In Lopez’s case, the court noted that Lopez paid his attorney $20,000 to defend him, but his attorney never discussed adverse immigration consequences of the plea bargain specifically as to him. He only advised him that there might be problems, but the plea bargain was presented to Lopez on the same day he accepted the deal and was only presented once he came to the courthouse. Lopez had been a permanent resident of the United States for 22 years. He had four children here and both his parents lived here. His income supported his four children.
Count three, possession of a controlled substance for sale, was an “aggravated felony” under federal law that left Lopez subject to nearly certain deportation. See 8 U.S.C. § 1227(a); United States v.

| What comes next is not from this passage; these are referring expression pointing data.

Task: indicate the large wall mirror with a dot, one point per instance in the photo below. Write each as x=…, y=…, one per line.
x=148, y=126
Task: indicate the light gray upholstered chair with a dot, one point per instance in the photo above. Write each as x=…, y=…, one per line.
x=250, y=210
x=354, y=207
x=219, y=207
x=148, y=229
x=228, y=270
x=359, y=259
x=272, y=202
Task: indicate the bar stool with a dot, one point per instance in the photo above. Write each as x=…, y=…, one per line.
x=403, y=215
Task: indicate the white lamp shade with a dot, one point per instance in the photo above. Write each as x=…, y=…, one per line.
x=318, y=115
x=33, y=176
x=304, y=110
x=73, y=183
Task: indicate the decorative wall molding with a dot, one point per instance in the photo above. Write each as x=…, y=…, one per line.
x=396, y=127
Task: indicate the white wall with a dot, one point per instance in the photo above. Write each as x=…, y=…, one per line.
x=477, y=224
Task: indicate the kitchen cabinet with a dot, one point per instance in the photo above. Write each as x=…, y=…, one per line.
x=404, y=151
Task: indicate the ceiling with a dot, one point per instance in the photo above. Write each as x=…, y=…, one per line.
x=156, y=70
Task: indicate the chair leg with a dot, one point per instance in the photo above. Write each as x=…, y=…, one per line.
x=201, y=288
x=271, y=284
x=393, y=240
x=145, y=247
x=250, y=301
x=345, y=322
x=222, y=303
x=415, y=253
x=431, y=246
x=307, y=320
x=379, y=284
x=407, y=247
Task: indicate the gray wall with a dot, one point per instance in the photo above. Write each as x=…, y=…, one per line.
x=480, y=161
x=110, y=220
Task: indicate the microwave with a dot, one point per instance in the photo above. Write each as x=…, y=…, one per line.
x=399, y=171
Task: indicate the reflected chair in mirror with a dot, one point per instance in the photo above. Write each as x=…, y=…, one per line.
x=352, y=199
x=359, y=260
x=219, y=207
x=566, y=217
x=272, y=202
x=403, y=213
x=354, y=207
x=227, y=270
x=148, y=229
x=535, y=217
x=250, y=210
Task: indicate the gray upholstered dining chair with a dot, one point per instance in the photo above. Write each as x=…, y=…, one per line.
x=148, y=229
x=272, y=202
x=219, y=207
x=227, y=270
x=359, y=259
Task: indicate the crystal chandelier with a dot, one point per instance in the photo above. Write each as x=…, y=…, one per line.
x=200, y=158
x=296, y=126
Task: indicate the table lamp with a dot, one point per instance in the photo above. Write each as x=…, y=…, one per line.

Verduzco-Rangel (9th Cir., 2018) 884 F.3d 918, 920.
The firearm-related charge, however, would not necessarily have adverse immigration consequences. United States v. Aguilera-Rios (9th Cir., 2014) 769 F.3d 626, 637.
Count one, possession of a controlled substance, while it would render Lopez deportable, left open the possibility of seeking relief from deportation. 8 U.S.C. § 1229(b).
Accordingly, the appellate court reversed the order denying Lopez’s motion to withdraw his plea. The case was then remanded for further proceedings with the case still pending.